Let’s play a game. I’ll give you the name of a film, and whether or not you’ve seen it, or read the book it’s based on, or sat through the sequel, or caught the Broadway adaptation, or watched the trailer for its impending remake, you tell me pretty much every major plot point in the story from beginning to end.
Ready? And….
Carrie
Together now!
There’s a weird girl who gets her period for the first time at school. Her classmates mock her. She discovers she has telekinetic powers. She goes to the prom where she is doused with a bucket of delicious and nutritious pig’s blood. Then, oh, the humanity! The bloody mayhem caused by Carrie in her humiliation and rage.
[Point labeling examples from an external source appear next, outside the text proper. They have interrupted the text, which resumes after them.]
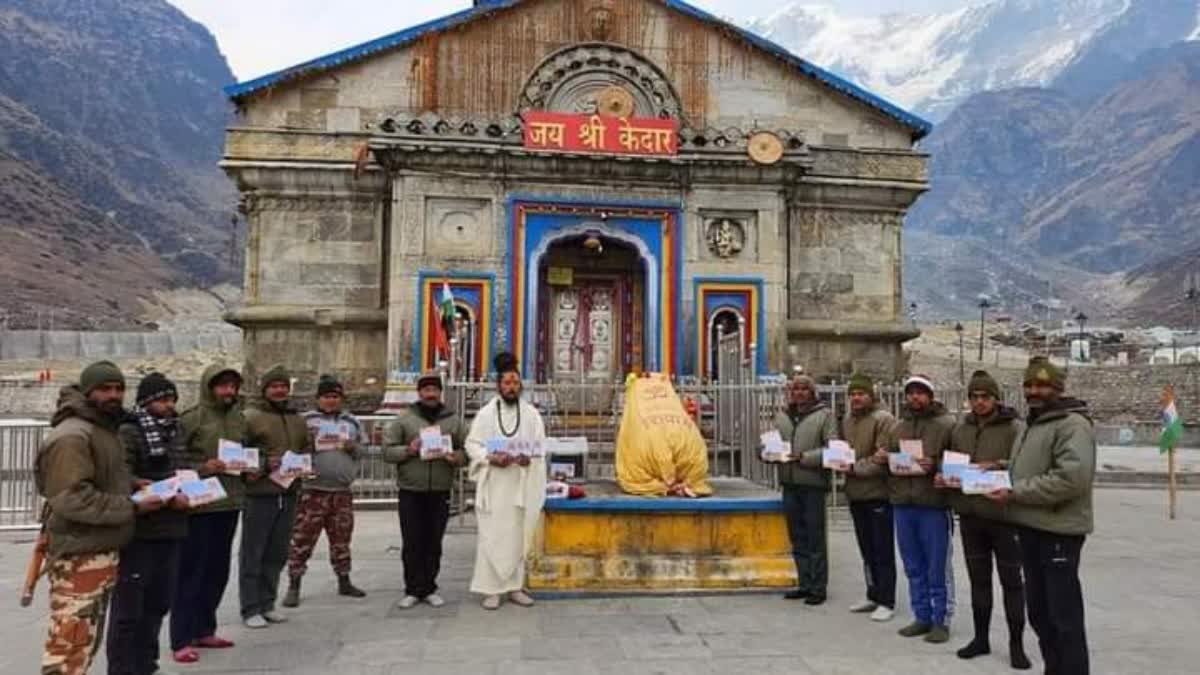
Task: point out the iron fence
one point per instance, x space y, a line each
731 417
19 501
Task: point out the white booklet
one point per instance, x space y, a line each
904 464
953 465
774 449
976 482
199 493
238 459
838 457
433 443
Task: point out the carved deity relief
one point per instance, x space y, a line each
726 237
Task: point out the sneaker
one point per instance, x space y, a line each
274 617
863 607
213 643
939 634
882 614
521 598
916 629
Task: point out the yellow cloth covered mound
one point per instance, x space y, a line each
659 448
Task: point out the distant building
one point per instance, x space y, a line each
603 187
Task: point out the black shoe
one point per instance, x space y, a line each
293 596
973 649
346 589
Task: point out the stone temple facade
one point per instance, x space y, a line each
378 178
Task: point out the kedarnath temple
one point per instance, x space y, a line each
603 186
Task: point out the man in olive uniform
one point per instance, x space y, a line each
89 515
987 436
1053 469
867 429
807 425
923 520
275 428
424 496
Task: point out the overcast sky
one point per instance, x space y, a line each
261 36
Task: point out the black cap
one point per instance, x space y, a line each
155 387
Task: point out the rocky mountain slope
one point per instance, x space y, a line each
930 63
111 129
1104 185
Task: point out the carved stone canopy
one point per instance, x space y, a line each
582 77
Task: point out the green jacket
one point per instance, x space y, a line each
933 428
274 430
868 432
204 425
82 473
1053 470
412 472
809 431
165 523
985 441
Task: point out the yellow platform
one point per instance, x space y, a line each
605 543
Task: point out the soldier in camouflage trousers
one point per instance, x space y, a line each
327 502
81 471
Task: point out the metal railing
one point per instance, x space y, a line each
731 418
19 501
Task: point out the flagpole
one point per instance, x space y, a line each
1170 482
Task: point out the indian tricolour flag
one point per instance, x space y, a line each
1173 426
445 320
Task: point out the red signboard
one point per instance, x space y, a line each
600 133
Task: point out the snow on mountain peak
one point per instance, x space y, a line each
931 61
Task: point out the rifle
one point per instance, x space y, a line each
36 565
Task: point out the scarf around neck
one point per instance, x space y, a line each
157 431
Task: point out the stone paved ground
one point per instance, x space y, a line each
1140 575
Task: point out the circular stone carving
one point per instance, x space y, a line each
615 101
577 78
765 148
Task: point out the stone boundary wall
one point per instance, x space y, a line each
67 345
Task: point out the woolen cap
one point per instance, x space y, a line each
155 387
97 374
983 381
1042 371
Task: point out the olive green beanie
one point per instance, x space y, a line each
1042 371
982 381
99 374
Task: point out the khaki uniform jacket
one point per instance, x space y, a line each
808 432
868 432
1053 470
414 473
987 441
933 428
204 425
275 431
81 471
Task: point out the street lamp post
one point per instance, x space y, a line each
963 372
983 310
1083 321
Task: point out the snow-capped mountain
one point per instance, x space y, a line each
930 63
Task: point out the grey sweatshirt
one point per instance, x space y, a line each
335 470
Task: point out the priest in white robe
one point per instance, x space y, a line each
509 490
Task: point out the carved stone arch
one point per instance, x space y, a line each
569 81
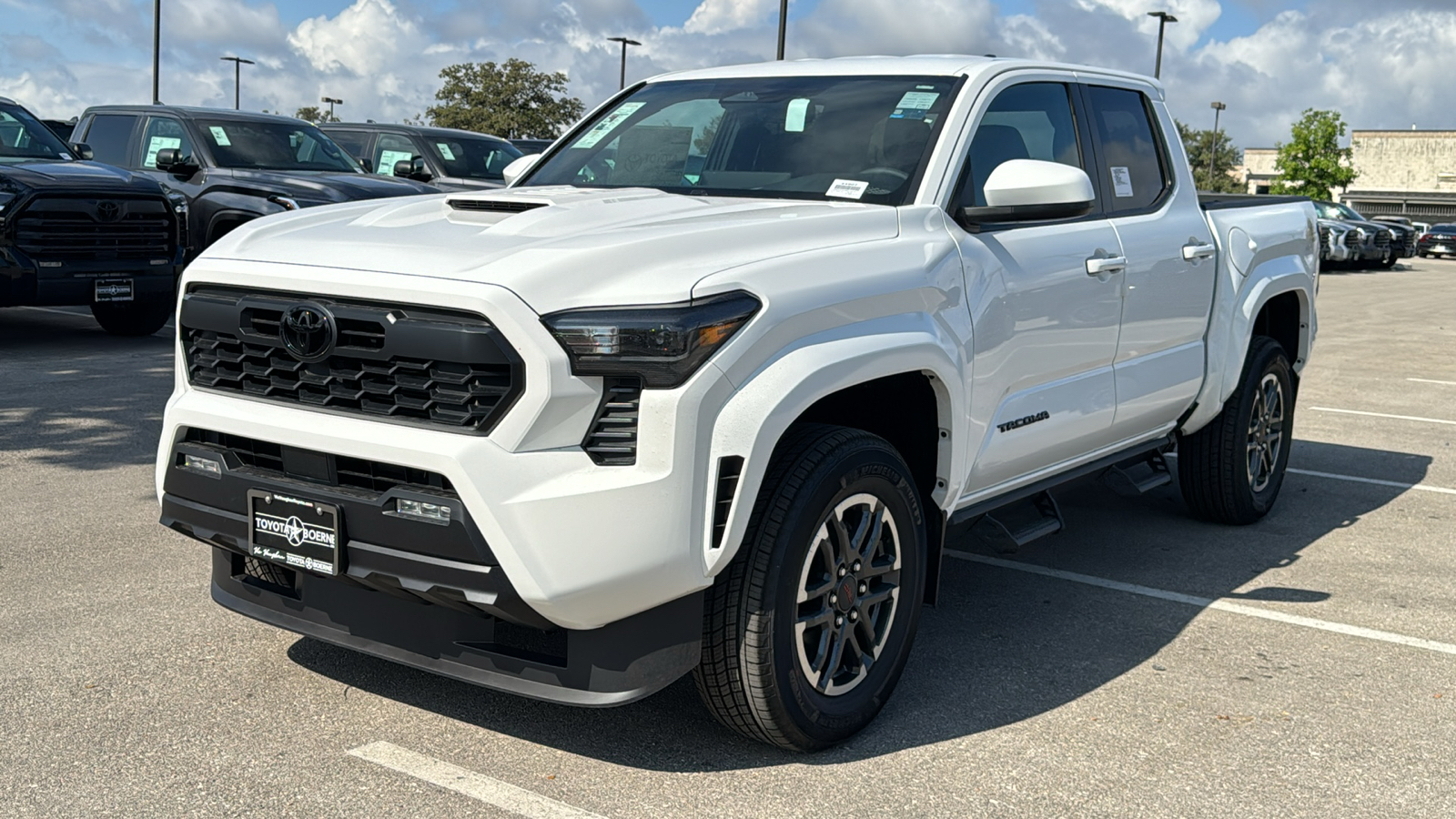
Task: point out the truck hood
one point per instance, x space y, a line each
561 248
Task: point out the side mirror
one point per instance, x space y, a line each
514 171
1033 189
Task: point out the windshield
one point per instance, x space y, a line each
25 138
472 157
781 137
274 146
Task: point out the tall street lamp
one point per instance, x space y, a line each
1213 149
1164 18
625 44
238 77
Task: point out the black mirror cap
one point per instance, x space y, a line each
973 217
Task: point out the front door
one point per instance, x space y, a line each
1046 300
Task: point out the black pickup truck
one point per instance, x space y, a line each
232 167
75 232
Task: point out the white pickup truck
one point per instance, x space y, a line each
705 388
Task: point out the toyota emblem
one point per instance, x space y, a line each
308 332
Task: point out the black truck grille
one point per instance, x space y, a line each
398 363
79 229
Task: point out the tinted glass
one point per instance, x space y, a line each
470 157
859 138
1026 121
26 138
1132 157
273 146
162 133
108 136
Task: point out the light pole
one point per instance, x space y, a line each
1164 18
1213 147
238 77
784 24
625 44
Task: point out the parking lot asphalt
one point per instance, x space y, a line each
1139 663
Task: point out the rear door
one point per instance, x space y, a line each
1171 266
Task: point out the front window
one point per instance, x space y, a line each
26 138
859 138
274 146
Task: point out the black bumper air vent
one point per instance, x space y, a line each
612 440
398 363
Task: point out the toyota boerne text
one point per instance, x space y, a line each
703 388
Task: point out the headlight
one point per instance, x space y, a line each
662 344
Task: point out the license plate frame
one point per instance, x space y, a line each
296 532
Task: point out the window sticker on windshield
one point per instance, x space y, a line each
846 188
157 145
608 124
1121 182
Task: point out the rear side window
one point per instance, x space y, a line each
108 136
1132 155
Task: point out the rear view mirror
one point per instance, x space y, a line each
514 171
1033 189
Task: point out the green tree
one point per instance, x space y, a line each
510 99
1312 164
1201 146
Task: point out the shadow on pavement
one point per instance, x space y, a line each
1001 647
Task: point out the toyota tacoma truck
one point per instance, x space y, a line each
705 387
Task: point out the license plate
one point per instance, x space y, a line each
295 532
114 290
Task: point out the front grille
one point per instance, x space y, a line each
398 363
332 470
80 229
612 440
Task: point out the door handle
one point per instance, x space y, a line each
1107 266
1194 251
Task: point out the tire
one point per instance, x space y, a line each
756 673
133 318
1215 470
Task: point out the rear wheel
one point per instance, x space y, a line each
807 632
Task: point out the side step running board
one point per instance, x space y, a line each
1012 526
1138 479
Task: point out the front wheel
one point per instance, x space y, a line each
1232 470
807 632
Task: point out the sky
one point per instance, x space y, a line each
1382 65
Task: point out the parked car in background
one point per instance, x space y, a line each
1439 241
232 167
448 157
76 232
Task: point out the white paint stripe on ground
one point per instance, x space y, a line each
1385 416
465 782
1376 481
1210 603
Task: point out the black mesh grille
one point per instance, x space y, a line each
612 440
392 361
77 229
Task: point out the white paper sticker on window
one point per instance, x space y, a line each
157 145
846 188
608 124
1121 182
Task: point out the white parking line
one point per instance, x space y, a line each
465 782
1385 416
1376 481
1210 603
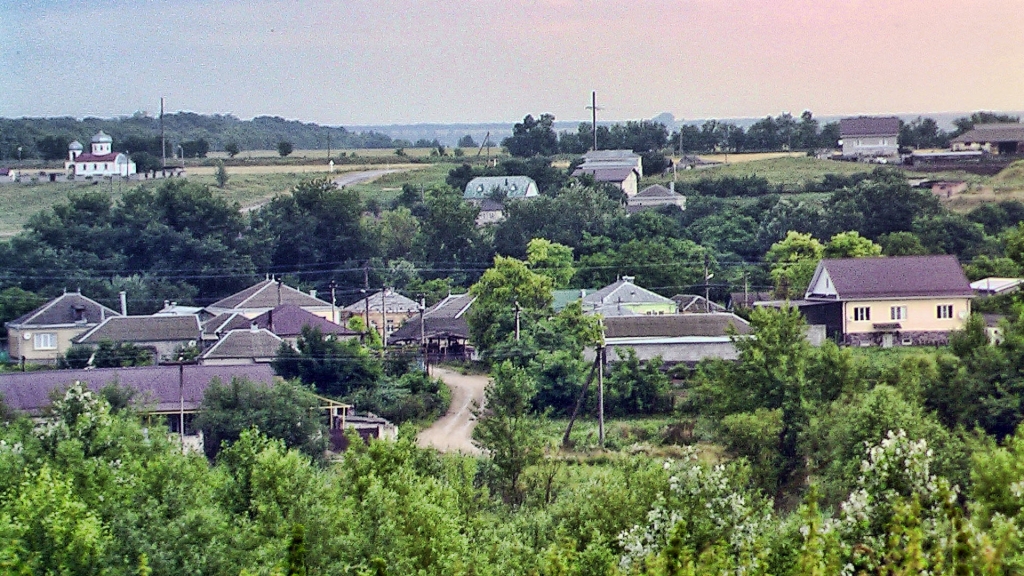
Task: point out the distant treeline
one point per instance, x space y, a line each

Everyone knows that’s what happens in Carrie, regardless of which version we’re talking about. Don’t believe me? Well while not watch the new trailer for the upcoming Carrie movie remake and see for yourself.
It is a fact: You cannot condemn me for revealing plot points that are clearly depicted in the trailer. Ipso facto latin amen.
Surprise just isn’t in the cards for Carrie. It’s a story as old as the Odyssey, only slightly less old. This was Stephen King’s first book and his first book to be adapted into film. It’s a tale that’s been poured from the rafters for millennia — if you count this millennium and the last one, which I do.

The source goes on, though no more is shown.